むしろ、その空気を乱して強い言葉や<お金>と言うワードを振りかざした両親は悪でしかなくて、なんかそれは、クリスマスの朝にサンタさんからのプレゼントを喜んでたら「ママもパパも奮発したからね!」と言われたような、そんな気持ち悪さがあった。
僕はもう、夢を見れなくなった。
と言いつつも、
ディズニーにはその後も数回足を運んでいる。
中2の春、男女2:2で行った時は、僕の履いてたスキニーパンツが細すぎて、女子から「無理なんだけど」と小声で言われ続け、何も乗らずに帰った。

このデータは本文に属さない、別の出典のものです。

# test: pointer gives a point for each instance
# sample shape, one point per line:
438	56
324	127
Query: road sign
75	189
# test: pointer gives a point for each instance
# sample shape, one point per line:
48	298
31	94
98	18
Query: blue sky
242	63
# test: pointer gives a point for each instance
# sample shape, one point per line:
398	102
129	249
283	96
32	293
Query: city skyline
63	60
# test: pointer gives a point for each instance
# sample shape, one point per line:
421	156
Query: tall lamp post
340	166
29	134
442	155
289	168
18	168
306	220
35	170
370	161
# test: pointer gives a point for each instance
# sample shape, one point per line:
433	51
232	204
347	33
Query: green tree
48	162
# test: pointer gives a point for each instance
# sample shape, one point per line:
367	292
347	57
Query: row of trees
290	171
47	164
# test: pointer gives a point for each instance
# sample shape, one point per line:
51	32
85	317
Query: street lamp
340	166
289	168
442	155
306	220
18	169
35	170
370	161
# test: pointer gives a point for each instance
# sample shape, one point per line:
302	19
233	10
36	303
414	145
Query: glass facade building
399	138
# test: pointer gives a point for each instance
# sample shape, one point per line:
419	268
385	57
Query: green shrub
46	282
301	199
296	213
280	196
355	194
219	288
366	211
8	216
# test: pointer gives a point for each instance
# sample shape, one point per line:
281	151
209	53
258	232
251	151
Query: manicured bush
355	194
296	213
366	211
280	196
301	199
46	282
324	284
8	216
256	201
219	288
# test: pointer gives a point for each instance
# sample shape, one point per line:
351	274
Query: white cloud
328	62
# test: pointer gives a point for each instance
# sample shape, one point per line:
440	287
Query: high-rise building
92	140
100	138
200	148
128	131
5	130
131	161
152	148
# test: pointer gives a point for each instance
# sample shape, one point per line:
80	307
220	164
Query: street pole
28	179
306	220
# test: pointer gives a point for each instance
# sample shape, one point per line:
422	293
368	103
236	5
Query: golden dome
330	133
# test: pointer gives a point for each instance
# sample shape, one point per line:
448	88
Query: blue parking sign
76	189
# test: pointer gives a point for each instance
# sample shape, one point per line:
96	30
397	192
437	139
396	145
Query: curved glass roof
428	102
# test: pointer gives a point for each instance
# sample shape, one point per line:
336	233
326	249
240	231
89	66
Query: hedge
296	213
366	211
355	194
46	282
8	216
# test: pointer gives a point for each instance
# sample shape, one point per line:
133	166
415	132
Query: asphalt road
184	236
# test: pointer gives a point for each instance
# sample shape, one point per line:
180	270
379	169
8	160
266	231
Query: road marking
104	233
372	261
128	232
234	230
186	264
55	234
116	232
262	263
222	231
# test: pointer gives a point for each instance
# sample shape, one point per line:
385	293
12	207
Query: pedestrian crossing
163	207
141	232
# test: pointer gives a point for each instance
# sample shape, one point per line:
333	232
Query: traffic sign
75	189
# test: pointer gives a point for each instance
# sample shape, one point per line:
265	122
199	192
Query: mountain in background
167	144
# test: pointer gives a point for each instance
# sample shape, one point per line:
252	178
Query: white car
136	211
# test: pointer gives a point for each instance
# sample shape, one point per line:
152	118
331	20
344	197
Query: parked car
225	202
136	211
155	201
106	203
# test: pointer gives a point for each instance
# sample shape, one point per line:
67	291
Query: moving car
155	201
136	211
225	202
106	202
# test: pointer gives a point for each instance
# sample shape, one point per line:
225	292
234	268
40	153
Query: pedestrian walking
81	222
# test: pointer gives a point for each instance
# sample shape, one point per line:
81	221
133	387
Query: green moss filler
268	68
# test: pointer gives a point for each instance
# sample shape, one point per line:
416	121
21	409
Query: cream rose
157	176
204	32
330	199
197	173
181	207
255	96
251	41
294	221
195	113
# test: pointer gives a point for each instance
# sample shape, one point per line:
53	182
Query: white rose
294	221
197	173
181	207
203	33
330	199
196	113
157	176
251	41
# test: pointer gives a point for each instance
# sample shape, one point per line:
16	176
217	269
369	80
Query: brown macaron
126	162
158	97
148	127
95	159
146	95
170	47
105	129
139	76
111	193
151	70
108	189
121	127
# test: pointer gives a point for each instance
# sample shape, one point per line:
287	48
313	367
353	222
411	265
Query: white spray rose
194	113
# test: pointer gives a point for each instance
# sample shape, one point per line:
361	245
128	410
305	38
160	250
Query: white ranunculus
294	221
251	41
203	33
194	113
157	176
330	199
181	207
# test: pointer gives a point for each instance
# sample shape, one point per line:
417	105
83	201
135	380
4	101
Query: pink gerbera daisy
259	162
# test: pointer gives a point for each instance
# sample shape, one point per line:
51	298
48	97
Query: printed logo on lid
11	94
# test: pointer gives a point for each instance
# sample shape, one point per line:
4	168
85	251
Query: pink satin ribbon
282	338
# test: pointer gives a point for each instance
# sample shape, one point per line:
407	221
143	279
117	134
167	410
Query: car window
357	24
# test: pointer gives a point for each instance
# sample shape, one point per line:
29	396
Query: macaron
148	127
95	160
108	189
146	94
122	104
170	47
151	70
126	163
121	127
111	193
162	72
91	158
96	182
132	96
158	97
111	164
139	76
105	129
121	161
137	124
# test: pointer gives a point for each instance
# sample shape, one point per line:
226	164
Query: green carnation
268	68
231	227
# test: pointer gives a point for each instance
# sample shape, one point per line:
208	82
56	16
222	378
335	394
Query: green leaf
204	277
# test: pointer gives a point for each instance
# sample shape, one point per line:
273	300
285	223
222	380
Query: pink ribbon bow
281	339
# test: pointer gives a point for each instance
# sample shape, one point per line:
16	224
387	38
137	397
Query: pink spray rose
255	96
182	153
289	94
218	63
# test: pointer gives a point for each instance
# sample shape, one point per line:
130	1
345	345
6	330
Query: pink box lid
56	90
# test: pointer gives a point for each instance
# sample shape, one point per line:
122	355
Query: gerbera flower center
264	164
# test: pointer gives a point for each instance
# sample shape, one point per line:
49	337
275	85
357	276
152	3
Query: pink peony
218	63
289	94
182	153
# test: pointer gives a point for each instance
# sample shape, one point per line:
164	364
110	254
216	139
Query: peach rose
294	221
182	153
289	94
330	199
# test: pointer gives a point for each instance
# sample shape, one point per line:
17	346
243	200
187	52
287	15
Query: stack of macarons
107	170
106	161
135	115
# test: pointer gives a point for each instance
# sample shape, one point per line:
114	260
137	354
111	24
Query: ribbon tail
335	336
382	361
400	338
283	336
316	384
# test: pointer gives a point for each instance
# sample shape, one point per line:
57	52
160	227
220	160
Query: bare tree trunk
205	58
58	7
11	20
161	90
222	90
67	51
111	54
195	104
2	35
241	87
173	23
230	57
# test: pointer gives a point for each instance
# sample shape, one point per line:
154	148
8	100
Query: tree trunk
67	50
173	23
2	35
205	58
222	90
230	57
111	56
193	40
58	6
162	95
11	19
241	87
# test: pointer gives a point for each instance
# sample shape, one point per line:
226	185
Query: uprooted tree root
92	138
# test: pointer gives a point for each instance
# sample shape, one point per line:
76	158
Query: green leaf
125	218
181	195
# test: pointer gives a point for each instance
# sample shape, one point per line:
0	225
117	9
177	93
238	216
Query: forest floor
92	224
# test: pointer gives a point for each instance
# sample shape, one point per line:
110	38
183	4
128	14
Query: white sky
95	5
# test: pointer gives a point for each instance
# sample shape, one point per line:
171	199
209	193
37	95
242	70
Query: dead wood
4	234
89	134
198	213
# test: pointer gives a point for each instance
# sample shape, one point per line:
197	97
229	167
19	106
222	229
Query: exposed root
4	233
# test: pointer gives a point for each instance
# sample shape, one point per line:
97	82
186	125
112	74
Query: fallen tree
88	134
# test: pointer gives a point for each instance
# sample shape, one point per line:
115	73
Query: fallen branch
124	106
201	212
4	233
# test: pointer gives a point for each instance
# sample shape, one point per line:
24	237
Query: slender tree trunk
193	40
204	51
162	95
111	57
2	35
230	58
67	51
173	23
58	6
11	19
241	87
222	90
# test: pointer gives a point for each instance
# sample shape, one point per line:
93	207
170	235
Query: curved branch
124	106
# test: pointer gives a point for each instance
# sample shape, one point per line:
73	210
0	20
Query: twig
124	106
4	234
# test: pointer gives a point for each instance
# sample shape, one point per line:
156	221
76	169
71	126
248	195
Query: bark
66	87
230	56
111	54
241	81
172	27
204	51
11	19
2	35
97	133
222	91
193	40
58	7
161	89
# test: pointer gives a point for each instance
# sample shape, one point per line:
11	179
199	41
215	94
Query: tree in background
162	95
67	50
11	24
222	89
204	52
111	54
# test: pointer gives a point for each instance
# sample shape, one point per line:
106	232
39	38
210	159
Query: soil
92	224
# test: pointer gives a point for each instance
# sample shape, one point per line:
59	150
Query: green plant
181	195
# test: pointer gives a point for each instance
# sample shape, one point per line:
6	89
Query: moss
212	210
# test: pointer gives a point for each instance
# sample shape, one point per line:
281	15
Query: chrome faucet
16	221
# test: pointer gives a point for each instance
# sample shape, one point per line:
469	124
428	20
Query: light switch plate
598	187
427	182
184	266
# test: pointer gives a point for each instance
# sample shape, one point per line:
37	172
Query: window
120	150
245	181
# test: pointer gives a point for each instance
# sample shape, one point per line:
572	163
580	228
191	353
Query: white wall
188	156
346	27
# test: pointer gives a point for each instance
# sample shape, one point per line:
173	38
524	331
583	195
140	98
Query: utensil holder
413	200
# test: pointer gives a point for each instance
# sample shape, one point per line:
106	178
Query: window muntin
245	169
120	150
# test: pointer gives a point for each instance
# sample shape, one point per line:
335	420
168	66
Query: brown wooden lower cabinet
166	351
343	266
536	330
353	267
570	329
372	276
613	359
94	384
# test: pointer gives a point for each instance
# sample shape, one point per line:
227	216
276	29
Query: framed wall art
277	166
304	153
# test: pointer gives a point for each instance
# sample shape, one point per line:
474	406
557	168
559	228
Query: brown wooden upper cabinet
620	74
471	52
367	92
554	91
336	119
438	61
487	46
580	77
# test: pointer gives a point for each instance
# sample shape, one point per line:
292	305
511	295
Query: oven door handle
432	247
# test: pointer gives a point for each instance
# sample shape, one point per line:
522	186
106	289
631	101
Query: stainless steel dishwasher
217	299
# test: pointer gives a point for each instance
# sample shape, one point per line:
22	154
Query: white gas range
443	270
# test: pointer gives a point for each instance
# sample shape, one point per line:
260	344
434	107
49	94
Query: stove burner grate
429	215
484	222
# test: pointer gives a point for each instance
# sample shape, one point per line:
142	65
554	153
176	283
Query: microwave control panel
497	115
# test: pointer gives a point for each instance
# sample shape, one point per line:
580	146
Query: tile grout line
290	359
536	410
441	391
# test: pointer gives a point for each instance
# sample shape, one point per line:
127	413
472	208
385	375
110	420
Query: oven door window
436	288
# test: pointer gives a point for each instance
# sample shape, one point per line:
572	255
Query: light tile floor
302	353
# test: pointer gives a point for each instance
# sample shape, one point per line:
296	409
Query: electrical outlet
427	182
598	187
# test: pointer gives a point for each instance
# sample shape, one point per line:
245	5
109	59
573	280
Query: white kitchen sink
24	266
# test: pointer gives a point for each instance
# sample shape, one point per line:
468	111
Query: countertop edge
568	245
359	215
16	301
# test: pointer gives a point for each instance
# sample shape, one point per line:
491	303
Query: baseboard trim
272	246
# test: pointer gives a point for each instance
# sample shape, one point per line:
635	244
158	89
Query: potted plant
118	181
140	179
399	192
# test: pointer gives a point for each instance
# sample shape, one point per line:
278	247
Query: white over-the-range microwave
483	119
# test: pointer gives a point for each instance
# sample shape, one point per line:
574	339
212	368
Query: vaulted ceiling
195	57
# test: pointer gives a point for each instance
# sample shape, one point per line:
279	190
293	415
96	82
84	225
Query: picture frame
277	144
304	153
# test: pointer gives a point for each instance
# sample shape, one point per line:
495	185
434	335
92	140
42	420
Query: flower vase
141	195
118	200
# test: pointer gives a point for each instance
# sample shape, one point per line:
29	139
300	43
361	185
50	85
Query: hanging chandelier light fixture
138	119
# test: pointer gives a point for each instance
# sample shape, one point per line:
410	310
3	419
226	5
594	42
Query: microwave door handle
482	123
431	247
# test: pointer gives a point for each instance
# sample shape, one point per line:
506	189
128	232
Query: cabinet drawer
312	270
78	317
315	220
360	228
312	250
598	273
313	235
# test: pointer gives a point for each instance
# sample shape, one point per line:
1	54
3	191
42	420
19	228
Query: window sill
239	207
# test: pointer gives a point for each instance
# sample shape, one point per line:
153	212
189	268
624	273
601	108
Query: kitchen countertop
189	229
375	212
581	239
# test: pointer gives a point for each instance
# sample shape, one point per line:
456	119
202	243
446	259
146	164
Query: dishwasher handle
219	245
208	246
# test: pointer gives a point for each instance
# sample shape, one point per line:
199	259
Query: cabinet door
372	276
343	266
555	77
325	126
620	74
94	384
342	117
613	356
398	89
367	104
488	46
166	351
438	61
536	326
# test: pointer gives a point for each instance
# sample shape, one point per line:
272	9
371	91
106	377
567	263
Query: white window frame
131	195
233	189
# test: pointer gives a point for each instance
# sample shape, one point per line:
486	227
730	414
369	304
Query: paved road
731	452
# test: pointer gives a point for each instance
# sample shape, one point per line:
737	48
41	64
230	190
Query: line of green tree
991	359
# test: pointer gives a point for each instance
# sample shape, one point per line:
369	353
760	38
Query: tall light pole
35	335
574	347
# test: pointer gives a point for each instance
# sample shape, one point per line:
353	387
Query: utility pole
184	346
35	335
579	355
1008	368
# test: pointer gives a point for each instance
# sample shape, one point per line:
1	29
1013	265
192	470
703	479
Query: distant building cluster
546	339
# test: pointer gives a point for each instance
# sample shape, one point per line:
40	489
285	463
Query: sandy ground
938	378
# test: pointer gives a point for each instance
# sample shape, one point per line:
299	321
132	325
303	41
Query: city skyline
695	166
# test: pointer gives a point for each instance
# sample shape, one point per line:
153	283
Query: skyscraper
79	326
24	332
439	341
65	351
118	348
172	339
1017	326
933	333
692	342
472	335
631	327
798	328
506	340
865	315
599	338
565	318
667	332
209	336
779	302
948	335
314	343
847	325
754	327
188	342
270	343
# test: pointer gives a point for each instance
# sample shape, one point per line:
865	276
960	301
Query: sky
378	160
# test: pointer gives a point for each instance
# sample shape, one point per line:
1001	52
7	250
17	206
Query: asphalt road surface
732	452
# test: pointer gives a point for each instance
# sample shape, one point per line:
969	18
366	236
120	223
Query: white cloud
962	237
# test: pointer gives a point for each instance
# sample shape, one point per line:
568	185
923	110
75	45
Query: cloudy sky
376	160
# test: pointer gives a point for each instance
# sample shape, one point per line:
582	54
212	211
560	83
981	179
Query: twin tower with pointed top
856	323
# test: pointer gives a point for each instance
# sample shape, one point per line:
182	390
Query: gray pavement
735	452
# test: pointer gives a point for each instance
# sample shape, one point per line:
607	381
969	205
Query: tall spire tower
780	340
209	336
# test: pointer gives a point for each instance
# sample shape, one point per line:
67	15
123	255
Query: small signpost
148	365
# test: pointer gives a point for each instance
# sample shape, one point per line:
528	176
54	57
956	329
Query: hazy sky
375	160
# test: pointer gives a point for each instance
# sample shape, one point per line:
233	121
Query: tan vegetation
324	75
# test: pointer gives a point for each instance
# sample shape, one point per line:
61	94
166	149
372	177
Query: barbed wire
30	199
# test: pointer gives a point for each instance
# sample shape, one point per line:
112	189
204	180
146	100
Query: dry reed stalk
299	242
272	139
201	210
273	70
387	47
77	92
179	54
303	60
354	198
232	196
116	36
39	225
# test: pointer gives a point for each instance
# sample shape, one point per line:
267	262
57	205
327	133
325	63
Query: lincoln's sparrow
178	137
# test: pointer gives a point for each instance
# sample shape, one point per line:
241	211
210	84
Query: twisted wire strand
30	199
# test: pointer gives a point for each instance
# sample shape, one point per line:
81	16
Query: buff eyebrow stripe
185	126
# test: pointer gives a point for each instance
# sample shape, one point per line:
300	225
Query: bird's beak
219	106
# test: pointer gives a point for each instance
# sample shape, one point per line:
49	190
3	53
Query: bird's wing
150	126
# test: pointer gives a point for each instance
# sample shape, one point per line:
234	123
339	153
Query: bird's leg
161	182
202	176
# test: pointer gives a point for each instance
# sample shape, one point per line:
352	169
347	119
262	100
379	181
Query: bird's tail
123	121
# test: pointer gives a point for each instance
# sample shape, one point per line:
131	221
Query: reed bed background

高2の夏、クラスメイト6人で行った時は、友達AがBに貸りていたPSPを園内で紛失し、喧嘩になって即解散になった。
大3の春、家族でClub33(=会員制レストラン)に行った時は、開場と共に妹が転んで顎をパックリ割ってしまい、救急車を呼んだ。
―夢の国にカップルで行くと、別れるらしいよ。
そんなジンクスを遥かに凌駕した呪いが僕にはかけられていた。
ディズニーはまだ、怒っている。
夢を壊した僕らに、怒っているのだ。
それからディズニーには行っていない。多分行ったところであらゆるマイナスな事象がこの呪いに結びついてしまうだろう。悪いことが起こる呪いというよりは、呪いのせいにしてしまう呪いだ。
夢に塗れて、愛や勇気や希望に心突き動かされる皆のようにはなれない。そんなあなたみたいに純粋に微睡めない。
誰が悪かったとかはもうどうでもいい、ただ僕は怖かったのだ。
怖いことが起きた場所は、永遠に怖い。当然だ。
これが僕と夢の国との一部始終。なんかモヤモヤするでしょう、心がペイズリー柄になるというか。
こんな話のあとに言うのはミスってるけど、
これを読んでいるあなたには、素敵な夢を見続けてほしい。僕の分も。だってディズニータグとかで行き着いた人もいるでしょうから。あんまりですよね。ごめんなさいね。
夢を見れる人はいつまでも見ていていいんです。恥も外聞も年齢も性別もない。
そのために夢の国はあります。きっとね。
でも、夢を見続けたいなら変なものは持ち込まないように。持ち物検査で引っかかりますから。
刃物や火薬類などの危険物はもちろんいけません。
あと、現実の持ち込みもね。
2022年3月15日深夜 自室にて、ゴミ捨てなきゃと思いながら、春。